Hamburg. Die Hamburger Stadthöfe sind so perfekt restauriert, dass sich ihre dunkle Geschichte leicht vergessen lässt. Jetzt haben zwei Künstlerinnen ein “Stigma“ vor der ehemaligen Gestapozentrale geschaffen. Es soll eine “Bruchspur“ sein - oder eine Blutspur?
Vor dem Stadthaus in der Hamburger Innenstadt, der ehemaligen Gestapo-Zentrale, ist eine großflächige Bodenskulptur mit dem Titel "Stigma" fertiggestellt worden. Das Künstlerinnenduo Andrea Knobloch und Ute Vorkoeper (missing icons) will mit dem "zerstörten Bürgersteig" an jene Menschen erinnern, die dort zwischen 1933 und 1943 verhört, misshandelt oder ermordet wurden.

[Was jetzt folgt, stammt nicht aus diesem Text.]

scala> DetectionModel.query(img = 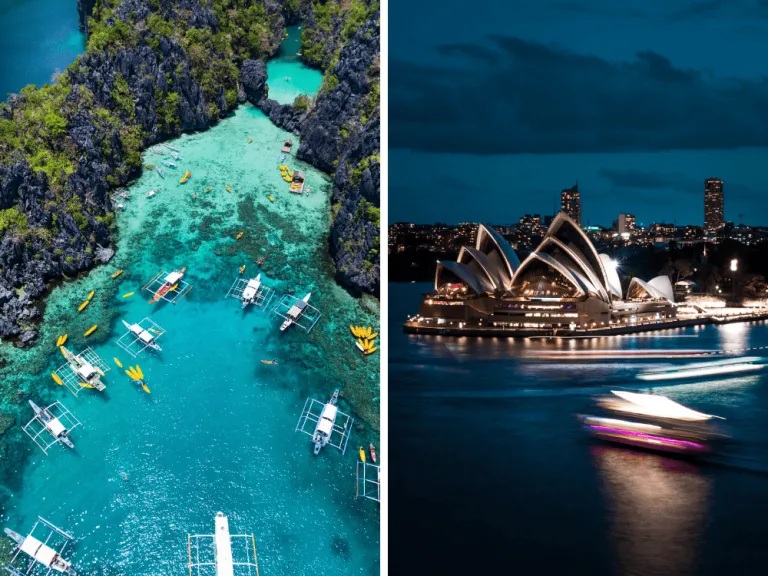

Auf rund 200 Quadratmetern wurde der Fußweg aufgebrochen und entlang der Bruchkanten mit weichem, hellrotem Gummigranulat aufgefüllt. So sei eine ebene, markant federnde und farbige Oberfläche als deutlich sichtbare und spürbare Spur im Bürgersteig entstanden, teilte die Kulturbehörde am Dienstag mit. Die Künstlerinnen sprachen von einer "Bruchspur", Betrachter könnten aber auch an eine große Blutspur oder -lache denken.
"Direkt vor den Stadthöfen erinnert das Kunstwerk Stigma künftig weithin sichtbar und spürbar an die Verbrechen, die an diesem Ort begangen wurden. Andrea Knobloch und Ute Vorkoeper haben ein Denkzeichen geschaffen, an dem man buchstäblich nicht vorbei kommt", sagte Kultursenator Carsten Brosda (SPD).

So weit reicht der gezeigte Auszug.